Silicon Gaming Inc.
- Type: Subsidiary
- Industry: Gaming
- Founded: 1993
- Founders: Robert M. Fell, Dave Morse, Allan Alcorn
- Fate: Merged with International Game Technology
- Products: slot machines, Gaming technology
- Parent: International Game Technology (1975) (2001–2015); GTECH/International Gaming Technology PLC (2015–present);

= Silicon Gaming =

American Technology company

Silicon Gaming Inc. was an American gaming company founded in 1993 by a group of multimedia entertainment executives and technology specialists such as Robert M. Fell and Allan Alcorn with funding from angel investor Dave Morse. Silicon Gaming Inc. focused on applying various video gaming and computer technology to wagering products such as slot machines.

Silicon Gaming Inc. was the first video gaming company to create a video-based slot machine game. It supplied video-based slot machines to various hotels in the United States such as Bally's Las Vegas, Caesars Palace, Hard Rock Hotel & Casino, MGM Grand Las Vegas, and Palace Station among many others.

==History==
Silicon Gaming Inc. was founded in 1993 with the initial idea of applying multimedia and computer technology to slot machines to increase periods of play and win per machine for casino operators. Engineers at Silicon Gaming Inc., including Allan Alcorn who served as the Senior VP and Chief Technical Officer, developed significant gaming security and authentication patents frequently dubbed the "Alcorn Patents" during their time at the company.

In 1994, Andrew Pascal, the founder and chairman of PlayStudios, was hired as the Director of Slot Operations and Marketing. He was later named as the CEO of the company. In July 1996, Silicon Gaming Inc. went public.

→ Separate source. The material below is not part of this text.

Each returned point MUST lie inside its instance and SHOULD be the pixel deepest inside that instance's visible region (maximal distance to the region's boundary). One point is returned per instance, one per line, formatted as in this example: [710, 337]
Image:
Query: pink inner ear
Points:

In December 2000, Silicon Gaming Inc. announced a definitive announcement to merge with International Game Technology (IGT). In March 2001, Silicon Gaming Inc. completed its merger with International Game Technology under the same name, International Game Technology (IGT). In 2015, IGT was acquired by GTECH S.p.A., which itself was acquired by Lottomatica S.p.A., an Italian gambling company. The resulting company subsequently changed its company name to International Gaming Technology PLC (IGT).